Optimism Increases For NZ Farmers

NEW ZEALAND - Increasing optimism among New Zealand’s beef producers has seen the country’s rural confidence levels climb in the first months of 2010, the latest quarterly Rabobank Rural Confidence Survey has shown. Dairy farmer confidence also remained high.
calendar icon 28 April 2010
clock icon 4 minute read

The latest survey – completed this month – shows 34 per cent of the country’s farmers expect the rural economy to improve in the next 12 months. While this was up only slightly on the 32 per cent with that expectation last survey, the number of farmers expecting conditions to worsen fell from 26 per cent previously to just 11 per cent this survey.

Rabobank general manager Rural New Zealand Ben Russell said the survey showed much of the improvement in rural confidence had been driven by sheep and beef farmers, who had a more optimistic outlook about conditions in, and prospects for, their sectors.

“There have been several factors working in the favour of beef producers,” Mr Russell said. “The dollar fell slightly during the survey period, while there has also been good news in terms of commodity prices in these sectors.”

Beef prices have improved earlier than usual during the peak processing season from the lows experienced pre-Christmas.

Dairy farmer confidence had remained strong with 94 per cent expecting the agricultural economy to either stay the same or improve, compared with 88 per cent in the previous survey.

Mr Russell said higher international dairy commodity prices had improved the milk price since the start of the 2009/10 season. The survey was undertaken before Fonterra’s April announcement of the increase to payout, which further confirmed the improving market trend.

Of those farmers surveyed who expected conditions to improve, rising commodity prices were nominated as a key reason (cited by 37 per cent). Improving overseas markets/economies were also a significant factor (nominated by 21 per cent).

Mr Russell said the survey had shown that 31 per cent of the sheep and beef farmers and 46 per cent of the dairy farmers expecting conditions to improve had nominated rising commodity prices as a reason.
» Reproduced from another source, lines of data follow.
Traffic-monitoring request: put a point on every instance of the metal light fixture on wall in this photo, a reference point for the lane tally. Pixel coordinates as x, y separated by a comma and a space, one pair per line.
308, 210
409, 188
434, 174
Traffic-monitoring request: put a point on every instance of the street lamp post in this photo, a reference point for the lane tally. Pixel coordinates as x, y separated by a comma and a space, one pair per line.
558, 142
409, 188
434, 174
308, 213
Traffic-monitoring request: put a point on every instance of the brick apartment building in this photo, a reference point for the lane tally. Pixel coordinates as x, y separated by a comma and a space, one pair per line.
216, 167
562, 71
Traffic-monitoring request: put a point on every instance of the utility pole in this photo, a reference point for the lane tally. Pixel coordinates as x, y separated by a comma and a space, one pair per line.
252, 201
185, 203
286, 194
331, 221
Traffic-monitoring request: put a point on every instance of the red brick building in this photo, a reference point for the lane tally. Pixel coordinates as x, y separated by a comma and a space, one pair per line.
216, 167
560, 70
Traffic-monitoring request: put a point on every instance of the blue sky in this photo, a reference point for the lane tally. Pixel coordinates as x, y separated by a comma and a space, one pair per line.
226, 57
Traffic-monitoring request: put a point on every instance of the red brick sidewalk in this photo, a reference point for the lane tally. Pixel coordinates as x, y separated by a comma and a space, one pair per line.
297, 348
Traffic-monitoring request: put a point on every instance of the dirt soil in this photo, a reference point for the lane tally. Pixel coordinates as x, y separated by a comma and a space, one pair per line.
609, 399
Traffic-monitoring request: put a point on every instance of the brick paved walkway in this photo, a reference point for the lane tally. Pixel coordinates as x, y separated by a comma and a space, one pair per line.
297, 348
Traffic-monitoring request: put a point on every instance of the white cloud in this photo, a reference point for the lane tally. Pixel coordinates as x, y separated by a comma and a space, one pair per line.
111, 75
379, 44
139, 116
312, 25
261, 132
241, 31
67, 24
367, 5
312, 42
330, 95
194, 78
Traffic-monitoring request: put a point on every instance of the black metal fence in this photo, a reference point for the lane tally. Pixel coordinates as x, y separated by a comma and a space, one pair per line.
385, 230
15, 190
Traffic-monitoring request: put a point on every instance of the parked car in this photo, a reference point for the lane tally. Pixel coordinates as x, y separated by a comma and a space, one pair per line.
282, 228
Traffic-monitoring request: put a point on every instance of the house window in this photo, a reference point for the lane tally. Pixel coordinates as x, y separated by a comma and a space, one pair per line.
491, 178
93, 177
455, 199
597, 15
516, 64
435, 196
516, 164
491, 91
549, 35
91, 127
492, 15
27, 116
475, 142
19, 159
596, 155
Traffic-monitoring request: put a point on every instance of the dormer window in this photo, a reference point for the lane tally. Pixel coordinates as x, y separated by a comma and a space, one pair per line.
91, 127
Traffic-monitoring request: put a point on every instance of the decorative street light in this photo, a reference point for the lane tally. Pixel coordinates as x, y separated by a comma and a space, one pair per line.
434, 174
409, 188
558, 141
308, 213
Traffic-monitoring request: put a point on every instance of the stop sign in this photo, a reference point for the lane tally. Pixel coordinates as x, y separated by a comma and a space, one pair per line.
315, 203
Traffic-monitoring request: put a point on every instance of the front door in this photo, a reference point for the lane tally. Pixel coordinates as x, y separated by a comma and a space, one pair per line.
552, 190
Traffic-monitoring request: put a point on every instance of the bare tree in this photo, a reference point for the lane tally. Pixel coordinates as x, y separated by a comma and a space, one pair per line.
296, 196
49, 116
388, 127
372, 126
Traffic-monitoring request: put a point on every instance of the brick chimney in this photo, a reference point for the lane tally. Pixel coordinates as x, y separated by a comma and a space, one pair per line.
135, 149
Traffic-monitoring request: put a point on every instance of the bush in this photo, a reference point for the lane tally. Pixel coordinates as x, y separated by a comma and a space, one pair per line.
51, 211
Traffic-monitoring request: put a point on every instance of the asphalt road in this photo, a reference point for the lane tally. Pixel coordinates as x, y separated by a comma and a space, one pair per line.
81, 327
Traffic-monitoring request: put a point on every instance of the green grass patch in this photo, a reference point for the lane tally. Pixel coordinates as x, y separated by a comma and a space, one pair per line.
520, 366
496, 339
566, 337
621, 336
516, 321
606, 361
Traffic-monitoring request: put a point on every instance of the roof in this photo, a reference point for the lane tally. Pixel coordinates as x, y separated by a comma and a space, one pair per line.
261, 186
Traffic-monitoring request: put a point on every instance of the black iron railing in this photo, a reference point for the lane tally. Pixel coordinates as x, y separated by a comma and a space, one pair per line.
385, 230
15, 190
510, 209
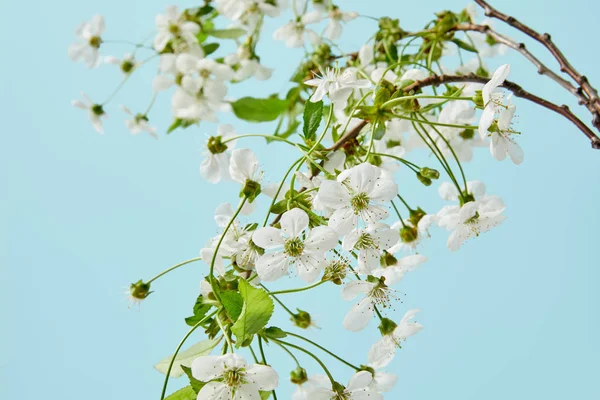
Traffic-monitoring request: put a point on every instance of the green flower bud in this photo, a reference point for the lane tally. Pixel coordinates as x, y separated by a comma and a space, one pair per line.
424, 180
139, 291
251, 190
298, 376
302, 319
430, 173
408, 234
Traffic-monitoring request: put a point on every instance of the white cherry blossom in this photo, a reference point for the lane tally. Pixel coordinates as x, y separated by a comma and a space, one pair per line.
229, 377
293, 245
359, 192
86, 48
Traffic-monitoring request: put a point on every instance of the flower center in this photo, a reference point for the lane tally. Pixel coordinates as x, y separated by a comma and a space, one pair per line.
234, 377
359, 202
294, 247
365, 241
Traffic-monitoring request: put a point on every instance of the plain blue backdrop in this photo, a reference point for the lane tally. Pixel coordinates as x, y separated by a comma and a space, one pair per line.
514, 314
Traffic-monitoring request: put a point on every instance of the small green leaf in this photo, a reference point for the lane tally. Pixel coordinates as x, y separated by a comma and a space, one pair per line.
313, 112
258, 110
185, 357
274, 332
210, 48
195, 383
379, 130
187, 393
464, 46
232, 33
256, 313
233, 303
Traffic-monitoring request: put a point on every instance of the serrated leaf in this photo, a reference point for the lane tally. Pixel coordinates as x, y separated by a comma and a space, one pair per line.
194, 383
258, 110
187, 393
233, 303
210, 48
185, 358
313, 112
464, 46
256, 313
232, 33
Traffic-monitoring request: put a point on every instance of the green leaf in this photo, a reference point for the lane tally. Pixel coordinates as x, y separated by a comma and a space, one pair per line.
232, 33
210, 48
379, 130
185, 358
258, 110
233, 303
257, 310
200, 310
313, 112
464, 46
195, 383
274, 332
187, 393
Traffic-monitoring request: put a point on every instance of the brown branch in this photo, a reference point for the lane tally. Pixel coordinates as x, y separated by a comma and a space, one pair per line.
518, 91
565, 65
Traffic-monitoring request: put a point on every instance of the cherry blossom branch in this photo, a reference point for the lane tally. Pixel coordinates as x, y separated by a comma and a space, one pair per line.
565, 66
517, 90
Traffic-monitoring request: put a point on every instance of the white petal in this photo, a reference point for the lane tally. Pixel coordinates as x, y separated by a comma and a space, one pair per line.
294, 222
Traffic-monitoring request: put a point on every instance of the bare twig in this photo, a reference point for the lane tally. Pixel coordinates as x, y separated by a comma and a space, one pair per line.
436, 80
565, 66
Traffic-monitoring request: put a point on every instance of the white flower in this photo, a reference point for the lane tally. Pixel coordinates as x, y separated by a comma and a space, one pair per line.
376, 293
501, 143
360, 191
243, 166
337, 86
95, 111
360, 387
370, 242
294, 32
229, 377
393, 273
492, 99
87, 48
138, 123
215, 165
127, 64
333, 31
477, 215
384, 350
305, 252
172, 25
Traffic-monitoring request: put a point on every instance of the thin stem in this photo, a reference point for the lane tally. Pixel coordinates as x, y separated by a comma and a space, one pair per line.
310, 354
164, 391
340, 359
298, 289
173, 268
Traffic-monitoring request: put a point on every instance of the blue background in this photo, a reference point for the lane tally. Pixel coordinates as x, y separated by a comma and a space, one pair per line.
514, 314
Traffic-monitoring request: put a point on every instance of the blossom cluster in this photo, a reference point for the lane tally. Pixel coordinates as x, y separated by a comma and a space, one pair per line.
340, 216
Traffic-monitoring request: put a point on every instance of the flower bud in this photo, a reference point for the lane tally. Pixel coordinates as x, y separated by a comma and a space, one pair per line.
430, 173
387, 326
424, 180
298, 376
301, 319
408, 234
251, 190
139, 290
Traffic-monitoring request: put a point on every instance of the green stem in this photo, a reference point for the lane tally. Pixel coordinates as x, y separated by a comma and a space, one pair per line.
173, 268
211, 277
310, 354
298, 289
340, 359
164, 391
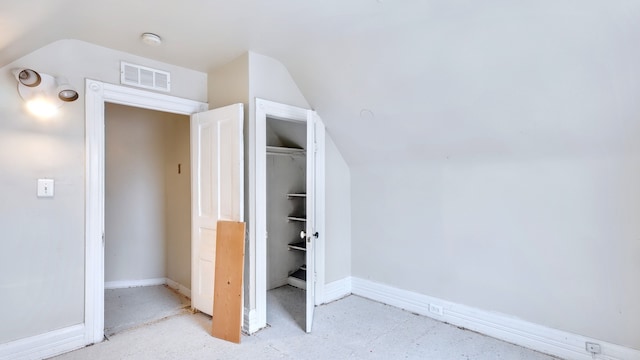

Of those farmers expecting the agricultural economy to worsen, a large number laid the blame on the high dollar (nominated by 39 per cent) and rising input costs (24 per cent).

Mr Russell said drought also factored as a concern (mentioned by 14 per cent).

“This is not surprising considering the conditions we have experienced in Northland and parts of Waikato, Canterbury and Otago,” he said.

Mr Russell said drought conditions in these regions also went towards explaining the marked variances seen between different regions this survey.

“The regional differences were noticeably pronounced this time, with 33 per cent of pessimistic upper North Island survey respondents citing drought as a concern, while on the other hand 14 per cent of optimistic farmers in the lower South Island credited good seasonal conditions as reason for the economy improving,” he said.

In terms of farmers’ individual operations, the Rabobank survey showed farmers were slightly less optimistic about the performance of their own businesses compared to the agricultural economy in general. Overall, 35 per cent of farmers expected their own business performance to improve in the next 12 months, although 15 per cent expected it to deteriorate.

The latest Rabobank Rural Confidence Survey showed a modest improvement in New Zealand farmers’ investment intentions – with 88 per cent expecting to maintain or increase their farm business investment, up from 87 per cent in the previous survey.

Mr Russell said investment intentions were strongest among dairy farmers with 93 per cent expecting to maintain or increase their farm business investment. This level of expected investment had increased from the low of 58 per cent seen in May 2009 and was likely to indicate the adjustment many dairy farm businesses had undertaken over the past 12 months. “It is also likely to be a reflection of the improved milk price,” he said.

The survey showed an increasing number of farmers expected the value of their land to remain static – 56 per cent compared to 52 per cent with that view in the previous survey.

However, more than a quarter of those surveyed (26 per cent) believed the value of their land may decrease in the coming 12 months (compared to 23 per cent previously).

Mr Russell said sheep and beef farmers were the least optimistic about land prices with 34 per cent expecting a decrease versus 13 per cent expecting an increase.

“Dairy farmers were evenly split with 20 per cent expecting land values to increase and the same number expecting them to decrease,” he said.